Alors que les hommes ont plutôt tendance à «oeuvrer dans les secteurs techniques», les femmes sont très présentes dans la santé, l'action sociale, le commerce de détail et la restauration. Des secteurs qui, d'après Isabelle Probst, «ont vu leurs conditions durcir ces dernières années».
«Ces conditions de travail dégradées sont propices aux accidents», poursuit la chercheuse, qui liste les implications suivantes. «Tout d'abord, moins de personnes doivent faire davantage. Par exemple, une aide-soignante est obligée de courir dans les couloirs pour répondre à ses nombreuses sollicitations, ou n'a pas le temps de ranger correctement son matériel».

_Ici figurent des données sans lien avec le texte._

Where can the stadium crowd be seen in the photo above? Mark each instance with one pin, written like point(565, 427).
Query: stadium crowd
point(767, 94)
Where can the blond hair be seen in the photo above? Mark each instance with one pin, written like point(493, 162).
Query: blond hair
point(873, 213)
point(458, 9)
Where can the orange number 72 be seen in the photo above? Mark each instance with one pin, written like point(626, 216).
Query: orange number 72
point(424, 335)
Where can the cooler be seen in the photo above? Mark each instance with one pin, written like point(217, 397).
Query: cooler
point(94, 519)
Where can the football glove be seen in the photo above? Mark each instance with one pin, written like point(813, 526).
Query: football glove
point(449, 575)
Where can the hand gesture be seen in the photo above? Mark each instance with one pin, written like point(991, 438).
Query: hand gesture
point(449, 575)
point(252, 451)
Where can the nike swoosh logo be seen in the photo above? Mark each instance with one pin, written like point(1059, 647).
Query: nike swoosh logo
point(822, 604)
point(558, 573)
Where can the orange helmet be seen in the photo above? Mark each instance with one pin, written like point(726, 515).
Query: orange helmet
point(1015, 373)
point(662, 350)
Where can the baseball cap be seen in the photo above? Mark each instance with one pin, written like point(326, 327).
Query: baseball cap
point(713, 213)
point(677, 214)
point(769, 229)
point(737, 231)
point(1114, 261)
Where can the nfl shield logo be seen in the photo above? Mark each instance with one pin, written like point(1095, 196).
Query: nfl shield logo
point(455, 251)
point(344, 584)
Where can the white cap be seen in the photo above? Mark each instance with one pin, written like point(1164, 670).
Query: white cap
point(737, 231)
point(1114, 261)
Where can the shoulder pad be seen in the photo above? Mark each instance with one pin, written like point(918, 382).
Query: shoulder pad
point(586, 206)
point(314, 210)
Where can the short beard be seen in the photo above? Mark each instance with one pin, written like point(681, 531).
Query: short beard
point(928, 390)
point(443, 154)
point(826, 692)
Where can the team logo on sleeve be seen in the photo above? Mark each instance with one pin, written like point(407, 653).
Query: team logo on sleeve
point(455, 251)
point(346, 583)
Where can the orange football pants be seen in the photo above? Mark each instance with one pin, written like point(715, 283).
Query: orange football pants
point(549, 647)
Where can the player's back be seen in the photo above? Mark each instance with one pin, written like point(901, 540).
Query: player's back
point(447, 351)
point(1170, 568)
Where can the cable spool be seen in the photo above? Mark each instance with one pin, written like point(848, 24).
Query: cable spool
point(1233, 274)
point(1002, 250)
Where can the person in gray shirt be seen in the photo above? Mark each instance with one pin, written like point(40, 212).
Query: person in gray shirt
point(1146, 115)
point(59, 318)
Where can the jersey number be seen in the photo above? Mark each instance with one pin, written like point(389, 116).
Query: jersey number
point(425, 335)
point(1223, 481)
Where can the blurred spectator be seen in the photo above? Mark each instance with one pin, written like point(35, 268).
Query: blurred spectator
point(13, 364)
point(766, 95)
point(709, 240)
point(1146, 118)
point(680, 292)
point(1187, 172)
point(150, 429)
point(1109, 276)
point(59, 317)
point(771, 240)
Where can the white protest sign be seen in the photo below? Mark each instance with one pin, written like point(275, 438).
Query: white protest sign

Autre conséquence: «La diminution du personnel, un turnover élevé et le recours massif à l'intérim font que les collègues se connaissent moins». Une bonne entente au travail est pourtant primordiale, estime-t-elle. «La sécurité au travail est également produite par les travailleurs au quotidien. Ils communiquent, anticipent, s'entraident, et évitent ainsi que des accidents se produisent».
Il s'agit là de «ressources collectives permettant de diminuer l'exposition au risque», résume Isabelle Probst, qui indique un autre obstacle: «Dans des milieux masculins, où il subsiste un certain sexisme, les femmes y ont moins accès».
Le problème, poursuit la chercheuse, c'est que ces conditions de travail très accidentogènes «ne sont pas prises en considération par les politiques de prévention, car le dispositif de prévention est pensé au masculin»:
Comme ces risques ne font pas l'objet de politiques de prévention, «ils restent invisibles», déplore Isabelle Probst. Résultat: ils produisent des accidents. «C'est ce que la chercheuse québécoise Karen Messing, qui a beaucoup travaillé sur la question, appelle un cercle vicieux entre non-connaissance, non-reconnaissance et non-action», poursuit-elle.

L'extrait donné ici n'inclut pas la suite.